The outcry from Trump supporters was enough for Republican state lawmakers to hold four hearings on election fraud claims, each concluding that changes should be in order for how Georgians can vote by mail in future elections.
“There’s a lot of trust issues and confidence issues we have to try to restore around the state,” said Georgia Senate Majority Whip Steve Gooch, R-Dahlonega. “I do not want to suppress the vote. … But we want to make sure every legal vote is counted.”
Gooch and other members of the Senate Republican Caucus have pledged to shrink who can request an absentee ballot, effectively overturning the state’s no-excuse absentee voting law that Republicans sponsored in 2005 under then-Gov. Sonny Perdue.
That proposal has backing from Georgia Secretary of State Brad Raffensperger, a Republican who faced attacks from Trump and his allies for not reversing the state’s election results. He has said the flood of absentee ballots put too much pressure on local election officials as they raced to count votes under the heat of national scrutiny following the Nov. 3 election.

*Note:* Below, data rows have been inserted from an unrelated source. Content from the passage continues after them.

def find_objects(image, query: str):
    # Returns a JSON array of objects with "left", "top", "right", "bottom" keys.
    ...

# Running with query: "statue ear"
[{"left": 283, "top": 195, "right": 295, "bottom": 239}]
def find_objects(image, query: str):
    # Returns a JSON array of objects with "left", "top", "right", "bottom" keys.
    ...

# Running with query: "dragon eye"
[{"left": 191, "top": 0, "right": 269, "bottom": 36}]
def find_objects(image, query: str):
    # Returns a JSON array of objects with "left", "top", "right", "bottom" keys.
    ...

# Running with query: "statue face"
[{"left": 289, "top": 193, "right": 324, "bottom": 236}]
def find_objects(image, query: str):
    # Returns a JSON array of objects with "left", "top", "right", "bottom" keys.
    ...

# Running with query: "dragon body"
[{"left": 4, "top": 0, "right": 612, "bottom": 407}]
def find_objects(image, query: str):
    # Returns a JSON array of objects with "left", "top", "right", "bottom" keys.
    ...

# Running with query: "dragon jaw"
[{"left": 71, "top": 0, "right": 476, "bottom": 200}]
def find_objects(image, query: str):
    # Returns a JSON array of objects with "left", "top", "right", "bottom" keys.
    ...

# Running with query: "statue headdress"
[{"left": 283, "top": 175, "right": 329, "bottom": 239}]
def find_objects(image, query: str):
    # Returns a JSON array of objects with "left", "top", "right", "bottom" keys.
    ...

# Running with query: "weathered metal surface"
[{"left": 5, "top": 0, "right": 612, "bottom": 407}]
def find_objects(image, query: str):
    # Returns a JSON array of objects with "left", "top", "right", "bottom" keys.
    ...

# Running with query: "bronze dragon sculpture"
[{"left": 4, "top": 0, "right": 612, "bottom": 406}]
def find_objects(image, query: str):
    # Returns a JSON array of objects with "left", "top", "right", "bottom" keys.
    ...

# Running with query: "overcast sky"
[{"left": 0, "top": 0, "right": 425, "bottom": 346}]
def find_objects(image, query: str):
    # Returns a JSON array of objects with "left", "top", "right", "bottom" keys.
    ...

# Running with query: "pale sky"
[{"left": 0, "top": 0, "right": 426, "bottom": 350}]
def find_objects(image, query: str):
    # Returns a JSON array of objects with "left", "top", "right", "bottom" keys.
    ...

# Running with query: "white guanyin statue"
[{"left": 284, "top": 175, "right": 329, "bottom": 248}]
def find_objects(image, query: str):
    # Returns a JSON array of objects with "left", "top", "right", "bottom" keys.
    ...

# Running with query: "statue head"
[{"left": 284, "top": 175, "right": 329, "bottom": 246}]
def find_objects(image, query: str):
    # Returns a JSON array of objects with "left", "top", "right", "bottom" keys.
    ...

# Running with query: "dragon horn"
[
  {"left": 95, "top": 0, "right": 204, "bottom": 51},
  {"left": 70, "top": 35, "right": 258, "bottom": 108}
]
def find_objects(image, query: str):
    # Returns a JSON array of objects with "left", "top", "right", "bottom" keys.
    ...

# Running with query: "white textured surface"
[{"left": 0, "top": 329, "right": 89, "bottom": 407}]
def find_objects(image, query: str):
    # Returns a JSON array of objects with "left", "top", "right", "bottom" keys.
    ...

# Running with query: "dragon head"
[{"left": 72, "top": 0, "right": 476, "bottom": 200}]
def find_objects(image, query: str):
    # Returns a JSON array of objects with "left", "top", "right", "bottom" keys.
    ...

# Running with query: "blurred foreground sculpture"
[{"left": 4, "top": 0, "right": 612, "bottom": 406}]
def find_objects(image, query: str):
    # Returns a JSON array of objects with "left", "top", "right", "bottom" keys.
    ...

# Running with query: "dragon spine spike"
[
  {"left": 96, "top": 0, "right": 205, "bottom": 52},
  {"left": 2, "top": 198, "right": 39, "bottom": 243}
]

“Until COVID-19, absentee ballot voters were mostly those who needed to cast absentee ballots,” Raffensperger said. “For the sake of our resource-stretched and overwhelmed elections officials, we need to reform our absentee ballot system.”
But putting the squeeze on mail-in voting could face hurdles even within Republican ranks after Ralston recently said he won’t back the change unless “a real strong case” can convince him otherwise. Instead, he called for absentee voting to have the same “level of security” as in-person voting.